Well, I always have excuses, and this round of going AWOL was brought about because two friends were visiting from abroad. I declared it a staycation and went off to have a jolly good time.
Our agenda was chock-a-block: day trips to Brighton and Oxford; ambitiously long walks all across London; attending the heavily attended London Coffee Festival; catching two live shows; crashing a garden party; several yoga sessions at my neighbourhood’s hideously oderous Bikram yoga studioa; various meals out; and a healthy number of girls’ nights in.
Having never packed in quite this many activities and outings in the span of ten days before, it’s not very surprising that the “girls’ nights in” were the highlight of my staycation. As frequently occurs when ladies gather in a room containing a television, the four of us partook in copious amounts of Indian takeout (provided by the ever-faithful Curry Express) and rented one RomCom after another, after another, after another.
During the span of a week, we had watched so many RomComs that if none of us ever saw another mismatched couple end up together after one of character delivers a long, impassioned speech describing everything they love about the other character (which were of course all the things they hated at first), we would die happy women.
Because that’s what most of the RomComs we watched boiled down to: a man and a woman meet in some contrived and awkward fashion, and usually take an instant dislike to one another.b The two continue to meet and continue to find one another thoroughly unpleasant. In reality however, all this unpleasantness is truly the work of sexual tension and animal attraction — these two polar opposites are, in fact, two halves of one whole.

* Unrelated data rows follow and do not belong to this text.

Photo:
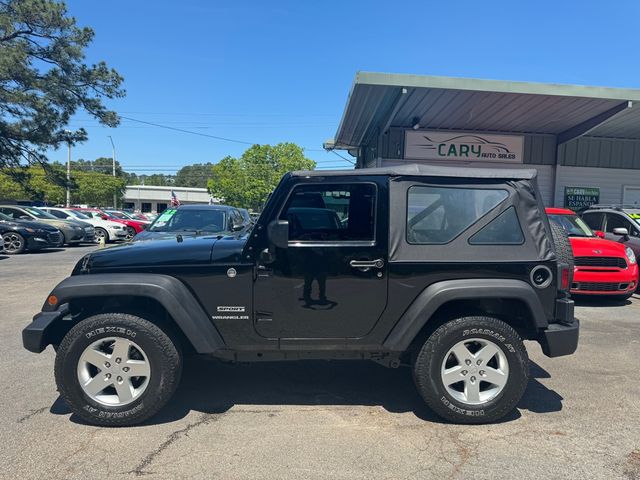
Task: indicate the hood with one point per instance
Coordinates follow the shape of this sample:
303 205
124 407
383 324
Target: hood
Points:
164 252
596 247
29 224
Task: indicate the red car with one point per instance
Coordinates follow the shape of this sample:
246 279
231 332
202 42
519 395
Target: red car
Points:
602 267
133 226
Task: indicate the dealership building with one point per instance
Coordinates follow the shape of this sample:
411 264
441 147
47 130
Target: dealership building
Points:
583 141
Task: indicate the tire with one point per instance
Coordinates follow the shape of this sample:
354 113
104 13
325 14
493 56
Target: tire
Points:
14 243
436 357
131 232
149 351
564 252
101 233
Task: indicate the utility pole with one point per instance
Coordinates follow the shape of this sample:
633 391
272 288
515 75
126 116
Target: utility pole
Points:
69 133
113 160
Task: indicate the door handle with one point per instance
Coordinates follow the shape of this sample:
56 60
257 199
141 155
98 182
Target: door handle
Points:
379 263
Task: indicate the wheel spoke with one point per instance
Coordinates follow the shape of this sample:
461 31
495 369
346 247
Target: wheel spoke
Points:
121 349
124 390
95 358
137 368
493 376
472 391
486 353
97 384
452 375
461 352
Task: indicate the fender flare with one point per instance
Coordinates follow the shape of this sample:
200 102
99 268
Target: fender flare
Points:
437 294
170 292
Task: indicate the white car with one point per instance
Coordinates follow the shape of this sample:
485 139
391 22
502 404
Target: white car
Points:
110 231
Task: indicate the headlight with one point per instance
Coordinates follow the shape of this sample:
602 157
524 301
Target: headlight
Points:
630 255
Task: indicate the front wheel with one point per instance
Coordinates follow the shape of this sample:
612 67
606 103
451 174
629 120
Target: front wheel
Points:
14 243
116 369
472 370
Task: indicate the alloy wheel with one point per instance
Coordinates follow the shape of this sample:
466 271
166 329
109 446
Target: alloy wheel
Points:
113 371
13 242
475 371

Something happens, however, to cleave the two apart just as the roots of romance have taken hold — say, Emily’s boyfriend (who is clearly, clearly very wrong for her) proposes, or Harold receives an amazing job offer that’ll have him move across the continent. Suddenly, a light goes off in one of their heads: “I think I really like this character I’m supposed to hate.” She cabs it to the airport catching him right before his flight. He runs to her apartment in the pelting rain…
And cue speech!
“Dottie, I love the way you think you’re always right, even when you’re totally wrong. I love how your nose crinkles when you look at a menu and take 20 minutes to decide what to eat. I adore when you get trashed at office functions.”

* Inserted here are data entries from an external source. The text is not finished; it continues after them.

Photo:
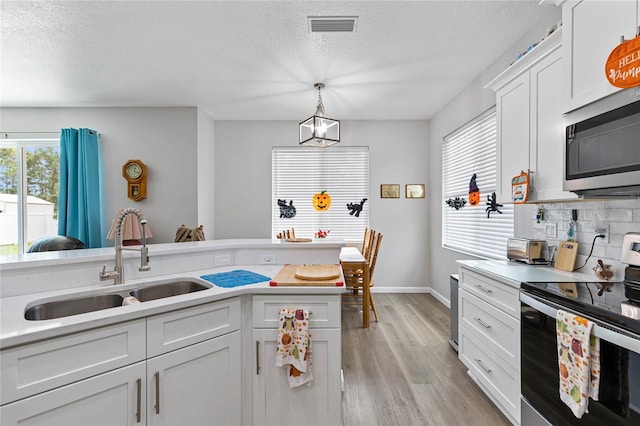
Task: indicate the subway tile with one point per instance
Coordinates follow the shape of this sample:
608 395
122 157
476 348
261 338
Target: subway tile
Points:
614 215
622 228
623 204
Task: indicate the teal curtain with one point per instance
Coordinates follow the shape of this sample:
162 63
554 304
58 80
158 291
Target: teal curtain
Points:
80 195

“Andy, I love your martyr act when you refuse to ask for help. I love how your feet smell after you come back from a round of racquet ball. And most of all, I love it when you belch, abruptly, in the middle of a sentence.”
Of course, plenty more tropes operate within the RomCom genre, which itself can be divided into subgenres. There are actually several thoughtful articles on the topic, of which this is not one.
And now, like Andy’s previously mentioned belch, I will be abrupt and withdraw.